Existence of a simultaneous prime approximation. Given finitely many distinct primes $p_1, \dots, p_n$ and units $u_i \in \mathbb{Z}_{p_i}^\times$, there exists a prime $p_0$ not among the $p_i$ such that $p_0$ is in the same square class as $u_i$ in $\mathbb{Q}_{p_i}$ for each $i$. Combines CRT and Dirichlet's theorem on primes in arithmetic progressions.

theorem padic_unit_norm_of_prod_div (n : ℕ) (primes : Fin n → ℕ) (hp : ∀ (i : Fin n), Fact (Nat.Prime (primes i))) (_hinj : Function.Injective primes) (x_fin : (i : Fin n) → ℚ_[primes i]) (hx_fin : ∀ (i : Fin n), x_fin i ≠ 0) (y : ℚ) (_hy : y ≠ 0) (hy_norm : ∀ (i : Fin n), ‖↑y‖ = ‖x_fin i‖) (i : Fin n) : ‖↑y * (x_fin i)⁻¹‖ = 1

If a rational $y$ has the same $p_i$-adic norm as $x_i$ for each $i$, then $y \cdot x_i^{-1}$ is a unit in $\mathbb{Q}_{p_i}$ for each $i$.

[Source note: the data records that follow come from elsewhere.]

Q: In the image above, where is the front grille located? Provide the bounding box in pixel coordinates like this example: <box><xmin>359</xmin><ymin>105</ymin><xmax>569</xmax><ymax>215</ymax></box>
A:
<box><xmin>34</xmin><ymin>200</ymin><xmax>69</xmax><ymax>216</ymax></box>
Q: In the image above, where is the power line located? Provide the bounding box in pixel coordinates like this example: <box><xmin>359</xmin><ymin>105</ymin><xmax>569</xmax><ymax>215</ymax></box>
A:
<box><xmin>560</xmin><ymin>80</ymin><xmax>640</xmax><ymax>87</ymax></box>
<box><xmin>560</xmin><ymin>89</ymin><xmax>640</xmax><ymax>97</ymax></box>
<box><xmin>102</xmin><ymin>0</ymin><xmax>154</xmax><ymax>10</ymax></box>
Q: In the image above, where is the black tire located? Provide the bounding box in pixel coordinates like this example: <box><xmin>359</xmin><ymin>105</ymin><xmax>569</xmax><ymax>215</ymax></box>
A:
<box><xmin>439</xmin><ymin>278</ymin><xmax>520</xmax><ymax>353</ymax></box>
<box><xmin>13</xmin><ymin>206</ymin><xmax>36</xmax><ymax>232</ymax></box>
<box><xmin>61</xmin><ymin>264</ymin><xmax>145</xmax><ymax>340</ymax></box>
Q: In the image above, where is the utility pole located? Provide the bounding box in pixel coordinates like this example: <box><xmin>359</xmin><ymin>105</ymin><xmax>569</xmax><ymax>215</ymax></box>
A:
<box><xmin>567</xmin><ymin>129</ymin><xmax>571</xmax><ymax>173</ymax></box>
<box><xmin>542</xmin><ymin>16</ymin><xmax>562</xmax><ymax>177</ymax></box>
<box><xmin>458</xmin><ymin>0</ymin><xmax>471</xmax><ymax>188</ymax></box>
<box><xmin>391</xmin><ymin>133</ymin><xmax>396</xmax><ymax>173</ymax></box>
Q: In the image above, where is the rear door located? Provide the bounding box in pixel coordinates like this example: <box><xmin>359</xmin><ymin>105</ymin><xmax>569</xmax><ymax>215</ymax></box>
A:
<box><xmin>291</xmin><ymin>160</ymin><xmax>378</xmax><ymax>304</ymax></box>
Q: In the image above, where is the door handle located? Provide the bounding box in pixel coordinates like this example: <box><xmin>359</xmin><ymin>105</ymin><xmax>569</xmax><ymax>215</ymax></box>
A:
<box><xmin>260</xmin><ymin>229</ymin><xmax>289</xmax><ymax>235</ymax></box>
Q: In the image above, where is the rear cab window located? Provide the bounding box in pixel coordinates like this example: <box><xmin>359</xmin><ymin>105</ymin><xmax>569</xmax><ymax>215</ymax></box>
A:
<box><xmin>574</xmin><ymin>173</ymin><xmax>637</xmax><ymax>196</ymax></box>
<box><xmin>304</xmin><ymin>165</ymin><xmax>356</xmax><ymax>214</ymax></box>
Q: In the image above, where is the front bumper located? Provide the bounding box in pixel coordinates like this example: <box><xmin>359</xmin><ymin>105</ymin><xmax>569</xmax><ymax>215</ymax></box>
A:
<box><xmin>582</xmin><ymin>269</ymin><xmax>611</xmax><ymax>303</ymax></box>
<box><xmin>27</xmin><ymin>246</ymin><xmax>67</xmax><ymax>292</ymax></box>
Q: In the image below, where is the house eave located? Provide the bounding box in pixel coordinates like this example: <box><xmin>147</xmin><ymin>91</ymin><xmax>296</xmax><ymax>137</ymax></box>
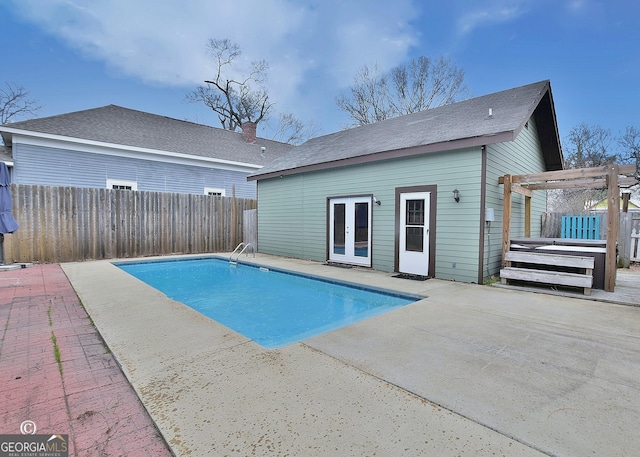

theorem lemma_11_11 (n : ℕ) (primes : Fin n → ℕ) (hp : ∀ (i : Fin n), Fact (Nat.Prime (primes i))) (hinj : Function.Injective primes) (x_fin : (i : Fin n) → ℚ_[primes i]) (hx_fin : ∀ (i : Fin n), x_fin i ≠ 0) (infInS : Bool) (x_inf : ℝ) (hx_inf : infInS = true → x_inf ≠ 0) : ∃ (x : ℚ), x ≠ 0 ∧ (∀ (i : Fin n), PadicSameSquareClass (primes i) (↑x) (x_fin i)) ∧ (infInS = true → RealSameSquareClass (↑x) x_inf) ∧ ∃ (exceptions : Finset ℕ), exceptions.card ≤ 1 ∧ ∀ (q : ℕ) (_hq : Fact (Nat.Prime q)), q ∉ Finset.image primes Finset.univ → q ∉ exceptions → ‖↑x‖ = 1

Lemma 11.11 (Square-class weak approximation). Given a finite set $S$ of places of $\mathbb{Q}$ (a finite set of primes $\{p_i\}$, possibly together with the infinite place) and nonzero elements $x_i \in \mathbb{Q}_{p_i}^\times$ (and a sign $x_\infty \in \mathbb{R}^\times$ if the infinite place is in $S$), there exists $x \in \mathbb{Q}^\times$ that is in the same square class as $x_i$ at every place in $S$ and is a $q$-adic unit at every prime $q$ outside $S$, with at most one possible exception.